If three numbers 112, 232, and 400 are each divided by the number D, each of their quotients will have the same remainder R. Find R where R>1

How should I approach this?

Answer 1

Hint: $$112 - R \equiv 0 \mod D$$

$$232 - R \equiv 0 \mod D$$

$$400 - R \equiv 0 \mod D$$

$$120 \equiv 0 \mod D$$ $$168 \equiv 0 \mod D$$

Hence $D$ is a common factor of both $120$ and $168$.

$$24 \equiv 0 \mod D$$

$D \in \{1,2,3,4,6,8,12,24 \}$

Use $R>1$ to identify which $D$ is possible.

Answer 2

We have $112 \equiv 232 \equiv 400 \pmod{D}$. This is equivalent to $D$ dividing their pairwise differences: $D \mid 120,168,288$ and so $D \mid 24$. Therefore, $1,2,3,4,6,8,12,24$ are possibilities for $D$ but since $R > 1$ we have only $D = 6,12,24$.

Answer 3

This is the question that when we subtract $x$ from $112, 232,400$, then we should get three numbers commonly divisible by some $D > x$. That is, $D | 112 - x, 232 - x, 400-x$ for $x < D$.

Before we think twice, I've got the answer: $x=16$ , and the numbers are $96,216,384$, commonly divisible by $24 = D$.

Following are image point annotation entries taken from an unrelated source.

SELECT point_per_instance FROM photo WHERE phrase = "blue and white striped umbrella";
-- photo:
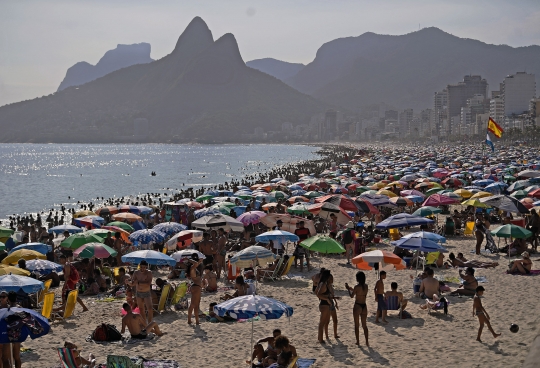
(38, 247)
(252, 255)
(16, 283)
(42, 266)
(279, 235)
(150, 256)
(249, 306)
(147, 236)
(170, 228)
(61, 228)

Note that the greatest common divisor of the numbers is $8$: $112 = 8*14, 232=8*29, 400=8*50$ . Hence, if $x$ is a multiple of $8$, then it is seen that the numbers $112-x, 232-x, 400-x$ are divisible by $8$ as well. However, if these all are divisible by $8$, so are their differences: $232-112 = 120, 400-232=168, 400-112 = 288$. These numbers, however, are also divisible by $24$. So we take the guess $24$ and it works out. So $R=16, D=24$ works.

Anything else that must work must be a divisor of $24$, as we have seen. We can rule out some of the possibilities:

1) $D=1,2,4,8$ can be ruled out, because on division by these, the remainder zero is left all the time.

2) On division by $3$, they all leave remainder $1$. So here is one answer, but then $R>1$ is given in the question, so this is not considered.

3) On division by $6$ and $12$, they leave the remainder $4$.

4) On division by $24$, they leave the remainder $16$.

The following is a complete description of the problem's answer.

Answer 4

It's solvable by a general method, viz. CRT = Chinese Remainder Theorem. Recall

$$\begin{align} r \equiv a_1\!\!\!\pmod{d_1}\\ r \equiv a_2\!\!\!\pmod{d_2}\\ r \equiv a_3\!\!\!\pmod{d_3} \end{align}$$

is solvable $\!\iff\!$ the congruences are pairwise solvable $\!\iff\!$ $\,\gcd(d_i,d_j)\mid a_i-a_j\,$ for all $\,i\neq j$

We have $\,a_i = 112,232,400\,$ and $\,d_i = d\,$ $\Rightarrow$ $\,\gcd(d_i,d_j)=d,\,$ so the solvability condition is

$$ \begin{align}d\mid 232\!-\!112=120\\ d\mid 400\!-\!232=168\\ d\mid 400\!-\!112=288\end{align}\iff d\mid\gcd(120,168,288)=24\qquad$$

Now we need only check which divisors of $24$ yield remainder $\,r>1,\,$ which is easy.